Machine learning in trading: theory, models, practice and algo-trading - page 1957

 
elibrarius:

That's right. It would be good to describe the sequence of actions right away...
Once again I thought about your description, I assume the following sequence:

1. Calculate correlation of all predictors on train
2. Build the tree
3. On the last split, remember e.g. the last 100 best splits. Reserve up to 100, so there will be plenty to choose from.
4. From these 100 choose 5 non-correlated with the predictor of the best split and non-correlated with each other.

Further it is not clear which of these 5 different splits to choose?
If random - then there will be an analogue of a random forest, which gives each tree random predictors and builds a tree on them.
If average, then again analog of random forest, the forest then out of random trees finds arithmetic average.

Now you got it right!

Random forest s are just random, because they're full of trash, and the conditions described are not necessarily met, although there can be similar situations, and it's possible that a successful model can be found exactly when there's a similar difference.

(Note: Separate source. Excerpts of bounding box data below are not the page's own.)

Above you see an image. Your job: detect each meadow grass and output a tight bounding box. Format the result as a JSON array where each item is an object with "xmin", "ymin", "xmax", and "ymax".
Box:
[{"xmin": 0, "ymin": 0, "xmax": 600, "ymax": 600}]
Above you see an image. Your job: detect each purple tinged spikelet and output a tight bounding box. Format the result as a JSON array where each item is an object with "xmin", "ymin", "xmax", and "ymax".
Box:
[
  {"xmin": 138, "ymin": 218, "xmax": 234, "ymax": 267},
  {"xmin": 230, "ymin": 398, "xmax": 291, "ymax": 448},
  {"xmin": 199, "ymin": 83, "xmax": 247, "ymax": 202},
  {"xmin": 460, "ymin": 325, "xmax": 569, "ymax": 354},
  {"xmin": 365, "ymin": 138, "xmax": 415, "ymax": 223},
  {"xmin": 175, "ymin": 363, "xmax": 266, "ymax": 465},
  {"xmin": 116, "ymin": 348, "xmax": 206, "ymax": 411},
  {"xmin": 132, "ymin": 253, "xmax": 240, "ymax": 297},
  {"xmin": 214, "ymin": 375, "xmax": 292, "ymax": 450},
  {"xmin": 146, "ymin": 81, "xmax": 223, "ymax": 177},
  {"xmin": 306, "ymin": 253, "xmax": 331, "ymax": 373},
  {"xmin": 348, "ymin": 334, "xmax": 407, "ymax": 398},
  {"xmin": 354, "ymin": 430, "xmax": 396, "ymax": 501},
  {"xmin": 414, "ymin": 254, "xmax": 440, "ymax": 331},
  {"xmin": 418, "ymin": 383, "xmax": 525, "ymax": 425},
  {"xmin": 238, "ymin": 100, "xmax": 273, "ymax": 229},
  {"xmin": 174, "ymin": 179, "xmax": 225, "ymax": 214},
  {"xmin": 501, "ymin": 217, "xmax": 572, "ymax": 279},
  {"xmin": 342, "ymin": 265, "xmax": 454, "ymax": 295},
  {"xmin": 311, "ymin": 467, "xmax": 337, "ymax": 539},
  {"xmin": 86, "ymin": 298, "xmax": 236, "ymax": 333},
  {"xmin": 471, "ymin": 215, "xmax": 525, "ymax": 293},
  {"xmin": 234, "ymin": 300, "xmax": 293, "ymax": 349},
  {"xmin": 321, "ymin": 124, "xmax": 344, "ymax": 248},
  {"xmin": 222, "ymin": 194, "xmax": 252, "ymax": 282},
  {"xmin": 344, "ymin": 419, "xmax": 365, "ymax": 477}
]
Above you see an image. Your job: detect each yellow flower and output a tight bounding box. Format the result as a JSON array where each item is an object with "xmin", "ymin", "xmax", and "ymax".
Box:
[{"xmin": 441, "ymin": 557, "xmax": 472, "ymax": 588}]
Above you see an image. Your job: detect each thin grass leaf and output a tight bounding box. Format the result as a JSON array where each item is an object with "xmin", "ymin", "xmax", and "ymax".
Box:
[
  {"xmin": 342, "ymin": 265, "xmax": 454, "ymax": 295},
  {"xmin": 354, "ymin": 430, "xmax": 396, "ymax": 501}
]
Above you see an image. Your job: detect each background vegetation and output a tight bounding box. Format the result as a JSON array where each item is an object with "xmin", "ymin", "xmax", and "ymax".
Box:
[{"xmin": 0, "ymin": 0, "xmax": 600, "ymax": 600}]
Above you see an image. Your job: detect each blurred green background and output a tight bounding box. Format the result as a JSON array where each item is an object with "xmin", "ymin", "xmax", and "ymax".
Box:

Here, however, it will be a more controlled process.

The weights of each split in the sheet will be weighed, of course, and maybe we will give the same coefficients, we can pick up the coefficients on the same history. That's what I do now in general when assembling a model from leaves.

 
Valeriy Yastremskiy:

Nah, analog actions are sum, subtraction, multiplication, division, and possibly more complex logarithmic dependencies, power relations. And these are not calculations, but analog gauges in each cell. And DACs and ADCs are the input output, they don't take part in calculations, they provide the digital.

In the Neumann architecture both procedures and data are stored in memory and there is no parallel access to procedures and data, access to data, then to procedure, and back to data, hence limitations in data processing. Here procedures are stored in each cell by a small device and there is access to procedure at once, with access to data.

Here's what I don't understand about the data, is it conditionally speaking, each instruction has direct access to memory and calculation results without conveyor?

 
Aleksey Vyazmikin:

Now you've got it right!

Random forests are random because they are full of debris, and the conditions described are not necessarily met, although there may be similar situations, and it is possible that a successful model is obtained with similar differences. Here, however, it will be a more controlled process.

The weights of each split in the sheet will be weighed, of course, and maybe we will give the same coefficients, we can pick up the coefficients on the same history. That's what I do now, in general, when assembling a model from leaves.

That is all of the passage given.